Governo recua e descarta confiscar álcool

Por Patrícia Zimmermann | Folhapress
| Tempo de leitura: 3 min

Brasília - O governo não irá “atropelar” o mercado de álcool, que é livre, mas tentará um acordo com os usineiros para evitar que o preço do produto continue em alta durante a entressafra, segundo afirmou ontem o ministro de Minas e Energia, Silas Rondeau, ao descartar a possibilidade de confisco dos estoques do combustível.

O governo também descartou a importação do combustível dos Estados Unidos. “Há espaço para construir uma solução sem confronto”, afirmou o ministro, que aposta em uma “sensibilidade dos produtores de álcool”, que deverão se reunir na próxima semana antes que o governo adote alguma medida sobre o assunto.

Anteontem, o diretor do Departamento de Cana-de-Açúcar e Agroenergia do Ministério da Agricultura, Ângelo Bressan, havia cogitado medidas como o confisco dos estoques ou a importação do combustível dos EUA caso não houvesse um acordo com os usineiros. Ontem, a única medida que não foi descartada por Rondeau foi a possibilidade de reduzir de 25% para 20% a quantidade de álcool misturada à gasolina “se isso resultar em um benefício para o consumidor”.

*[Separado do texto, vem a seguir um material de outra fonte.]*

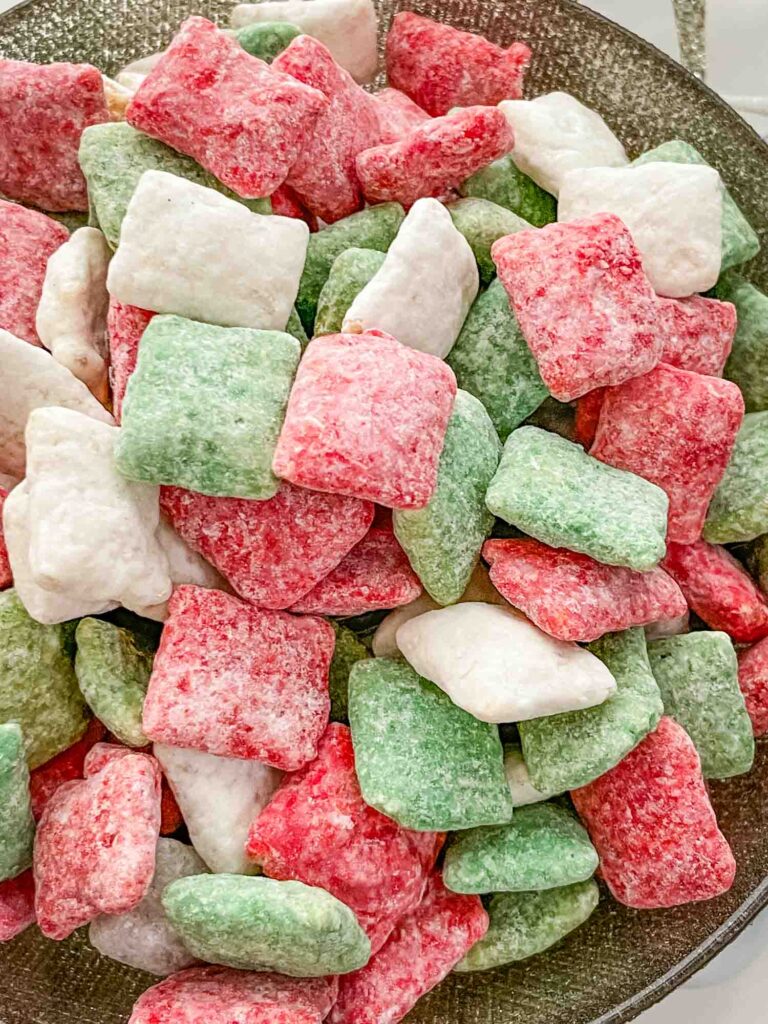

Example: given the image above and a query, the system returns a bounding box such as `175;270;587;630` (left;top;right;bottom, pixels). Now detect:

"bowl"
0;0;768;1024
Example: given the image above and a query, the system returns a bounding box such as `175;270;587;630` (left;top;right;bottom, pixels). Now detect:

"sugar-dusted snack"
34;753;160;939
571;718;736;909
486;427;669;572
342;199;478;358
108;171;309;331
492;213;664;401
0;60;110;211
143;587;334;771
356;106;514;206
115;316;301;500
648;631;755;778
520;629;664;794
272;331;456;508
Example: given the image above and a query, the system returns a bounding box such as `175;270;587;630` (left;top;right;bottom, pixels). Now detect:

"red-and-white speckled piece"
329;871;488;1024
0;60;110;211
387;11;530;117
247;723;443;951
272;333;456;508
126;17;328;199
492;213;664;401
160;483;374;608
357;106;514;206
571;718;736;909
590;362;744;544
143;587;335;771
482;538;688;643
272;36;380;224
34;754;160;939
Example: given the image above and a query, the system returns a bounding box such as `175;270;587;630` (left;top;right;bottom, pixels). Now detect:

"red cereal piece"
126;17;328;199
0;60;110;209
357;106;514;206
328;872;488;1024
492;213;663;401
272;333;456;508
662;541;768;643
160;483;374;609
247;723;443;951
590;362;744;544
272;36;380;224
482;538;688;643
291;527;422;615
387;11;530;117
143;587;335;771
0;199;70;346
34;754;160;939
128;967;338;1024
571;718;736;909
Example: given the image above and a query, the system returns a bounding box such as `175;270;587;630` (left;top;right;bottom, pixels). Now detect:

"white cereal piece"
0;330;115;479
397;602;616;723
557;162;723;298
108;171;309;331
342;199;479;358
499;92;629;196
88;839;208;976
231;0;379;85
153;743;283;874
37;227;112;401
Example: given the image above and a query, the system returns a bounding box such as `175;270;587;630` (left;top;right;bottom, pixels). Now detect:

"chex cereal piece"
272;333;456;508
143;587;334;771
492;213;664;401
571;718;736;909
0;60;110;211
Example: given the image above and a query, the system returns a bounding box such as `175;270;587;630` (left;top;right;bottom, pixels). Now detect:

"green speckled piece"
0;722;35;882
314;249;386;338
392;390;502;604
296;203;406;336
75;618;153;746
442;804;598;893
489;423;669;572
0;590;90;768
349;657;513;831
702;412;768;544
454;879;600;973
519;629;664;793
163;874;371;978
115;316;301;501
445;281;549;441
633;138;760;270
648;631;755;778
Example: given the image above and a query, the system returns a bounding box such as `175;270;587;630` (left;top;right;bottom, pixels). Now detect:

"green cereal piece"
115;316;301;501
349;657;513;831
648;631;755;778
0;590;90;768
0;722;35;882
445;281;549;441
702;412;768;544
442;804;598;893
163;874;371;978
75;618;153;746
489;421;669;572
445;197;532;288
519;629;664;793
296;203;406;336
454;879;600;973
392;391;502;604
314;249;386;338
633;138;760;270
459;154;557;227
80;121;272;249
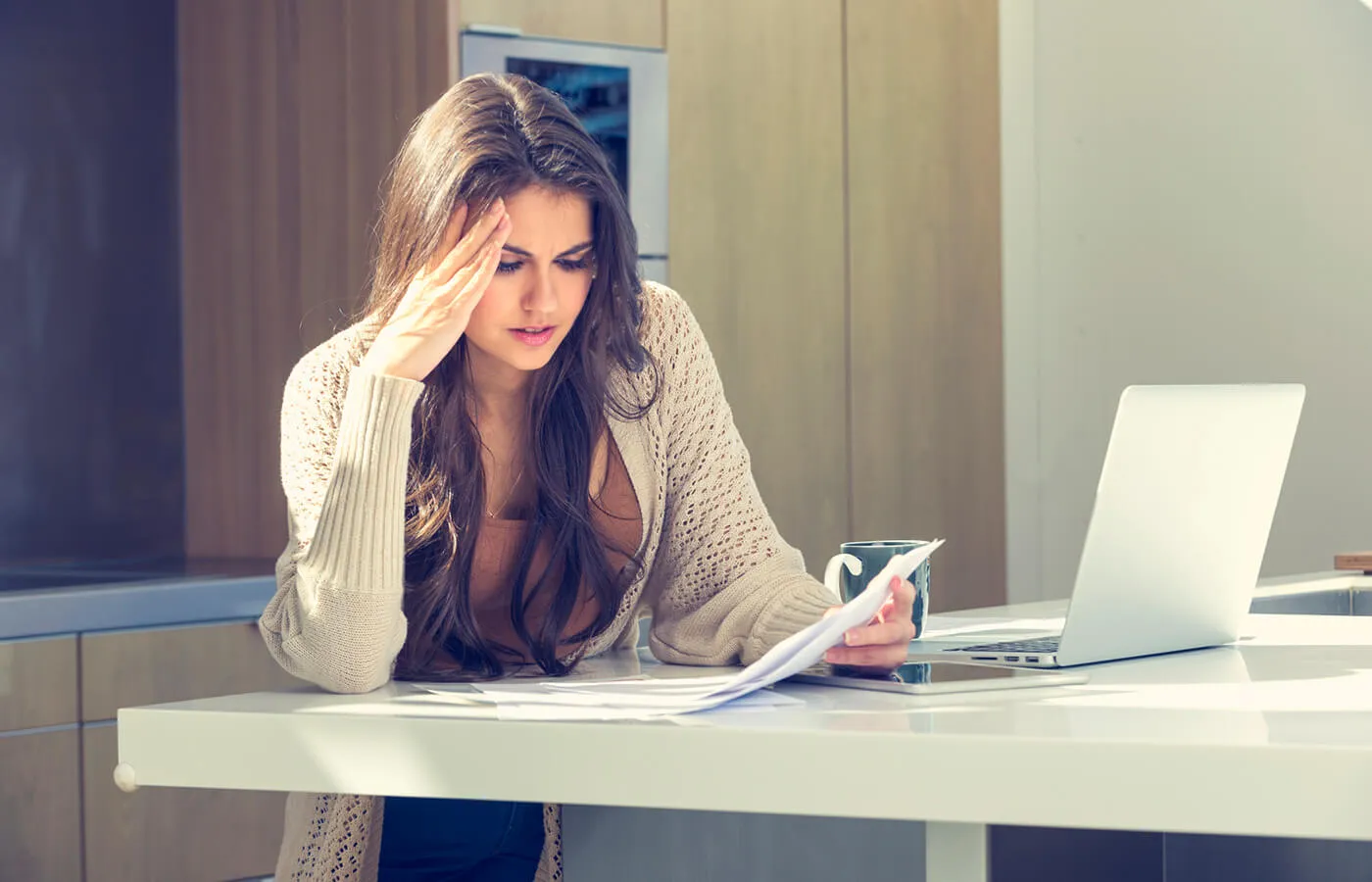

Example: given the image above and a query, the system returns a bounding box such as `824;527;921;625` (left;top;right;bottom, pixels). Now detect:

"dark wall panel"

Depois de subir 28% em 2005, o álcool hidratado iniciou este ano com alta de 6% para o consumidor devido ao início da entressafra, segundo dados da Federação Nacional do Comércio de Combustíveis e Lubrificantes (Fecombustíveis ). Segundo o ministro, a solução para que o consumidor final não seja onerado enquanto a nova safra não chega ao mercado passa pelo entendimento.

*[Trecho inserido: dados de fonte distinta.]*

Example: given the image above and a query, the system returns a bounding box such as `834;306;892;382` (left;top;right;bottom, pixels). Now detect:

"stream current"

“Nós entendemos que não há nenhum motivo para uma elevação de preços do álcool nesse momento. Tem como administrar o estoque de reserva. Eles têm uma margem para administrar a não-elevação do preço do álcool. É um apelo que a gente faz”, afirmou. De acordo com o Ministério da Agricultura, os estoques atuais de álcool estão próximos de 4 bilhões de litros, volume suficiente para abastecer o mercado do produto, que consome aproximadamente 1,2 bilhão de litros por mês. Rondeau afirmou que o governo vai tentar sensibilizar os usineiros de que o sucesso do programa de álcool depende do “respeito ao mercado consumidor”.

Ele lembrou que o preço está alto agora por conta da escassez do produto, mas que poderá ficar muito baixo quando a nova safra chegar ao mercado por causa do excesso. “Nós não estamos trabalhando com a perspectiva de confronto, é diálogo”, afirmou. “Nosso papel é administrar o que puder ser administrado do ponto de vista da política de governo para que o consumidor não seja penalizado’, disse.

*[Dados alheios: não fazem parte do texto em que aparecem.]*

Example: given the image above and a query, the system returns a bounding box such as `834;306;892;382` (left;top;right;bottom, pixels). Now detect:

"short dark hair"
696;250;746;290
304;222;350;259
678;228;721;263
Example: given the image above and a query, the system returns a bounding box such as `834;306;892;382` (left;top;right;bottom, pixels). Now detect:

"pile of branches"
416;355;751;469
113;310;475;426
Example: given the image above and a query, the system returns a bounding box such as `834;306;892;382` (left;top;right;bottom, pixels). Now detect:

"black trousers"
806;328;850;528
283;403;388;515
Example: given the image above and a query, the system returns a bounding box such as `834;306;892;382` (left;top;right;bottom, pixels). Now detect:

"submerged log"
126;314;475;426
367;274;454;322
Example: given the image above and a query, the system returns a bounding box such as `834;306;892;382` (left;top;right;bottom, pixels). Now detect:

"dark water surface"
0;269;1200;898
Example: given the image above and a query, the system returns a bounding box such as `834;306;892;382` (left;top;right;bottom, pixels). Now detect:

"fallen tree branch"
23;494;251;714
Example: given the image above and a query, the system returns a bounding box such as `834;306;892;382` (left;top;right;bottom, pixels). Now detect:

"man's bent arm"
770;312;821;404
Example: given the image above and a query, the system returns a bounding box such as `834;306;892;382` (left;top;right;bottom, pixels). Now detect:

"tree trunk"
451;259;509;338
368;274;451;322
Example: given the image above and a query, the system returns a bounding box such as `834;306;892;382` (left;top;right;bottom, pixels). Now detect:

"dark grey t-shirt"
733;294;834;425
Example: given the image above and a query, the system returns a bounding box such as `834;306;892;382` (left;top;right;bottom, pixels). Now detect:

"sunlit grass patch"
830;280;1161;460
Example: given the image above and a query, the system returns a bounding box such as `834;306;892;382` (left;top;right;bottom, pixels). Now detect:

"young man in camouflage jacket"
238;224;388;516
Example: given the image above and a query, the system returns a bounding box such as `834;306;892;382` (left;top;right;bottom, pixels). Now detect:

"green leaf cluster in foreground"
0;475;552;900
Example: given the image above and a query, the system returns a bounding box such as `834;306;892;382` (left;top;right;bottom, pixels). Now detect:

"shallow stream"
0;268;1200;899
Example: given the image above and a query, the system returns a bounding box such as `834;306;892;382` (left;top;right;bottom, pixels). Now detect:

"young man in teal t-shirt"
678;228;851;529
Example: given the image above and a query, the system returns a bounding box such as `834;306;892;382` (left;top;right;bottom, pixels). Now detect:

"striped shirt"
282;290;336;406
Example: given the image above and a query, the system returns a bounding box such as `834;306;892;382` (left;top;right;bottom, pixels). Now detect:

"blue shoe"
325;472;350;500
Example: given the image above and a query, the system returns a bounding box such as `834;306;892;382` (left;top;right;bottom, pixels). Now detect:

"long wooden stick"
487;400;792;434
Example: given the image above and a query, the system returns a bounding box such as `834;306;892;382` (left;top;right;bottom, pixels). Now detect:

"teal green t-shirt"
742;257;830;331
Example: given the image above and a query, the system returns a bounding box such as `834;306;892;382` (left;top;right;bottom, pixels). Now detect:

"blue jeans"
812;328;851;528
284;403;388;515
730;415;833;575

O secretário-executivo do Ministério de Minas e Energia, Nelson Hubner também descartou a possibilidade de importação de álcool dos Estados Unidos para garantir o abastecimento no Brasil. Segundo ele, a ação do governo no mercado de álcool seria reduzir a quantidade de álcool misturada à gasolina para restringir um pouco a demanda, mas considerou que os estoques atuais são suficientes para o abastecimento até o fim da entressafra, previsto para abril.

Hubner explicou ainda que a possível redução da Contribuição de Intervenção no Domínio Econômico (Cide), caso haja a diminuição na mistura de álcool à gasolina, ainda está sob análise do Ministério da Fazenda. Caso seja adotada, a medida seria proporcional ao aumento da arrecadação da Cide gerada pela alta no consumo de gasolina, já que o produto vendido ao consumidor teria apenas 20% de álcool.